Drugi dzień Juwenaliów zdominowany był przez mocne brzmienie gitar i perkusji. To dlatego, że w ramach studenckiego święta odbywała się Liga Rocka. Zaczęła niemiecka kapela The Black Ants, która wystąpiła gościnnie na jeleniogórskich błoniach. Po niej prezentowali się finaliści tegorocznej edycji. Największy show zrobiła już pierwsza kapela – Synthetic Blast. Był to nie tylko kawał dobrego metalu, ale i duże widowisko sceniczne: race, plucie ogniem itp. Muzycy mieli twarze pomalowane w kolorach biało-czarnych.
Jury nie miało wątpliwości: zespół ten był najlepszy podczas tegorocznego finału i zdobył główną nagrodę.
– Skończyły się czasy, kiedy na festiwal przyjeżdżały zespoły, które nie potrafią grać i jeden, który trochę potrafi. I ten jeden wygrywa. Dzisiaj już wszyscy prezentują bardzo dobry poziom – powiedział przewodniczący jury Mietek Jurecki, który w przeszłości był gitarzystą Budki Suflera.

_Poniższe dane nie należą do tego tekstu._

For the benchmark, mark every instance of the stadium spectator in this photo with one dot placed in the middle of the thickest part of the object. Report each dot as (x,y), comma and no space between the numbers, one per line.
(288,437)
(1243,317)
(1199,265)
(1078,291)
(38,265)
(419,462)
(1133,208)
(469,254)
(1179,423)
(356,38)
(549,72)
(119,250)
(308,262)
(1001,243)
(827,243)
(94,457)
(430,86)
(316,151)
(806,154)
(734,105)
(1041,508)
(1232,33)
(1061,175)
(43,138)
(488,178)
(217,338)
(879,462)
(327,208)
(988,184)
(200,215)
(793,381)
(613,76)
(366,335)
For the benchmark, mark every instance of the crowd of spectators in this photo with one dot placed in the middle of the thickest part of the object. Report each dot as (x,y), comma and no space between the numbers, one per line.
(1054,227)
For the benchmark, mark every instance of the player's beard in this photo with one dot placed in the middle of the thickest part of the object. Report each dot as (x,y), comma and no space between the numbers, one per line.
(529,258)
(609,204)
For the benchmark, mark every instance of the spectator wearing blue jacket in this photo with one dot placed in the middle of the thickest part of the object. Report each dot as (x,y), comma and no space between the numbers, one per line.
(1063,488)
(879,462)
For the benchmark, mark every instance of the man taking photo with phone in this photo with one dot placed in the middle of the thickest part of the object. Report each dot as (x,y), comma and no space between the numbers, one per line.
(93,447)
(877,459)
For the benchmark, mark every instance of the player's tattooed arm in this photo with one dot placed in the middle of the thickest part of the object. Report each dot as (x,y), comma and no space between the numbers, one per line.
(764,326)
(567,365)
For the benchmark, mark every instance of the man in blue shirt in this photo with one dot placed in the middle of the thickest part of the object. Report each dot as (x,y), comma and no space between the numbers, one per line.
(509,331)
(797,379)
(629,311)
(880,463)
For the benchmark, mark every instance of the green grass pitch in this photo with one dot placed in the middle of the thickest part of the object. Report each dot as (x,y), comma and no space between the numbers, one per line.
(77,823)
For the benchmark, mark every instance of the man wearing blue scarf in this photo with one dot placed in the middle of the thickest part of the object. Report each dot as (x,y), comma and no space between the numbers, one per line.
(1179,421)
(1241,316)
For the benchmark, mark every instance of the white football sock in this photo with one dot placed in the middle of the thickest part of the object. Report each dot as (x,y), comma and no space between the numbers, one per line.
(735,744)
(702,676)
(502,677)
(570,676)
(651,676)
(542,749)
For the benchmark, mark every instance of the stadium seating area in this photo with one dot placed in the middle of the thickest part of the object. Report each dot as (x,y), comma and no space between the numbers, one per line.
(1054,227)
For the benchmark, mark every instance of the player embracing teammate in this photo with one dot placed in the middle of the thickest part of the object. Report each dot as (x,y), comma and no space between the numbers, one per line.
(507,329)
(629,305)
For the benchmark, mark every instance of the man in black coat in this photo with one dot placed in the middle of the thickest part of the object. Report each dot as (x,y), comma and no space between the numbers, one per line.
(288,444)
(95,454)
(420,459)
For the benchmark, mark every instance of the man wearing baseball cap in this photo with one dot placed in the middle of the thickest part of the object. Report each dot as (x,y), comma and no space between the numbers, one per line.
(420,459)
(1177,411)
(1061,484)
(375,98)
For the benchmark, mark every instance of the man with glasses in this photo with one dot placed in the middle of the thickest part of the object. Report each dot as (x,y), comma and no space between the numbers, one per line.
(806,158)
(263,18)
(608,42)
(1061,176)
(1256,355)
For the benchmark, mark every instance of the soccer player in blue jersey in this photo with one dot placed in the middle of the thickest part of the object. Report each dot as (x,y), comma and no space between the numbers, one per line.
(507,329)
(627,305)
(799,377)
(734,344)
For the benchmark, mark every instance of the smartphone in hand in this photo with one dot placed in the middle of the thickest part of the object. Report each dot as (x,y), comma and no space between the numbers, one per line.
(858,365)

Wręczono też nagrody indywidualne. Najciekawszym gitarzystą został Marcin Grabowski z zespołu Nutshell, najciekawszym gitarzystą basowym – Mikołaj Łapiński z kapeli Chwilantropia, perkusistą – Tomasz Wesołowski z Mind Fak. Nagrodę za najciekawszy wokal otrzymała – Klaudia Wyglądacz z zespołu Chwilantropia. Jurorzy wyróżnili też zespół Mindfak i indywidualnie wokalistę tego zespołu – Jacka Zemę.
Po konkursowych zmaganiach przyszedł czas na gwiazdę wieczoru. Publiczność skutecznie rozgrzał jeleniogórski punkrockowy zespół Stress, który jakiś czas temu reaktywował się. Występ Comy obejrzał tłum. Ludzie bawili się znakomicie, śpiewając teksty piosenek razem z wokalistą. Koncert skończył się po 23., bo ludzie dwukrotnie zmusili muzyków do bisów.
Komentarze (2)
super impreza ! COMA super ale najbardziej podobał mi się Stress. Nie wiedziałam że w Jelonce są takie zespoły
"Muzycy mieli twarze pomalowane w kolorach biało-czarnych."? Mistrz słowa pisanego!!! A Jurecki był basistą (zaraz czuby napiszą, że basista to też gitarzysta - powiedzcie to jakiemuś basiście i czekajcie na reakcję).